W.J.M. Davids (Chair)
lawyer; was president - previously justice and vice-president - of the Supreme Court of the Netherlands. He was also a junior civil-law notary, senior lecturer at the University of Groningen, judge at and, later, vice-president of the Court in Assen, and president of the Benelux Court of Justice. He was also chairman of the Committee of Inquiry on Iraq.
historian; retired professor of Dutch history at Leiden University, specialising in Dutch cultural history.
lawyer; justice and vice-president of the Amsterdam Court of Appeal, as well as justice and, until recently, vice-president of the Supreme Court of the Netherlands. Former chair of the Dutch section of Amnesty International; also member of the Human Rights Committee of the Advisory Council on International Affairs.
P.J.N. van Os
lawyer; former civil-law notary; former deputy justice at the Amsterdam Court of Appeal.
E.J. van Straaten
art historian; former director of the Kröller-Müller Museum, former member of the Museum Acquisitions Committee 1940-1945, established under the auspices of the Netherlands Museum Association.
H.M. Verrijn Stuart
lawyer; legal reporter/analyst, essayist, member of the Advisory Council on International Affairs, former scientific employee of the Clara Wichmann Institute.
I.C. van der Vlies (vice-chair)
lawyer; professor of Constitutional and Administrative Law at the University of Amsterdam; previously a member of the Dutch Council for Culture, member of the Public Administration Council and chair of the Committee evaluating the Cultural Heritage Preservation Act.

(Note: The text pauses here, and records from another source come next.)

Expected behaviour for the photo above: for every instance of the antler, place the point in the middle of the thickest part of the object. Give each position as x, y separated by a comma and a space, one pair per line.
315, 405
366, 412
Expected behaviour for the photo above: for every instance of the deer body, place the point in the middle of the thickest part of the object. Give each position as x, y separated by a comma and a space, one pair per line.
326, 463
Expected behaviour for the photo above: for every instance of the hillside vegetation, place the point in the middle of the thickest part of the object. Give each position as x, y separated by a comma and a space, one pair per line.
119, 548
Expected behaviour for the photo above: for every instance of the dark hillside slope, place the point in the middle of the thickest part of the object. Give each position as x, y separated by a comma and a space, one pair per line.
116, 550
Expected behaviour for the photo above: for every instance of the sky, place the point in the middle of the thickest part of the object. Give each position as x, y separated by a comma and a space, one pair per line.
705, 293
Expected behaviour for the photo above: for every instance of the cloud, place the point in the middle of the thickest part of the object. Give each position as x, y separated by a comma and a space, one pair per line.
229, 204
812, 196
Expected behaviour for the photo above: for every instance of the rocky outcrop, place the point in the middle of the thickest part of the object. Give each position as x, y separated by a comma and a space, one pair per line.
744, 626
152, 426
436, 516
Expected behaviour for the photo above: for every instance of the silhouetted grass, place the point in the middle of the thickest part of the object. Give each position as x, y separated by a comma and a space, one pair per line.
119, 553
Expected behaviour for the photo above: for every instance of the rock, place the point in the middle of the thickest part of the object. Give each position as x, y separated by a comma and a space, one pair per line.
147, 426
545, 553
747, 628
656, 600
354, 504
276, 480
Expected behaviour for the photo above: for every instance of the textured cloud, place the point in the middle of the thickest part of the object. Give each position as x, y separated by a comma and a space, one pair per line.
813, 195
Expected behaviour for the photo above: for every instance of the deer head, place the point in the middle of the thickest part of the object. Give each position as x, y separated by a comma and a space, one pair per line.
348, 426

To perform its duties, the Restitutions Committee enlists the support of its research agency/secretariat under the management of Ms E. Campfens (director). The secretariat also comprises the following staff: Ms A. Marck (deputy director/researcher), Ms T. Brandse (office manager), Ms I. El Achkar (management assistant), Mr E.J.A. Idema (legal assistant), Ms A.M. Jolles-van Loo (archivist), Mr F.M. Kunert (researcher) and Ms E. Muller (researcher).
The staff members investigate the claims and report their findings to the members of the Committee. They look after the day-to-day affairs and prepare the Committee meetings. The director also acts as spokesperson.
The Committee’s secretariat is located at Lange Voorhout 13 in The Hague and it also has an office at its disposal at the National Archives of the Netherlands in The Hague.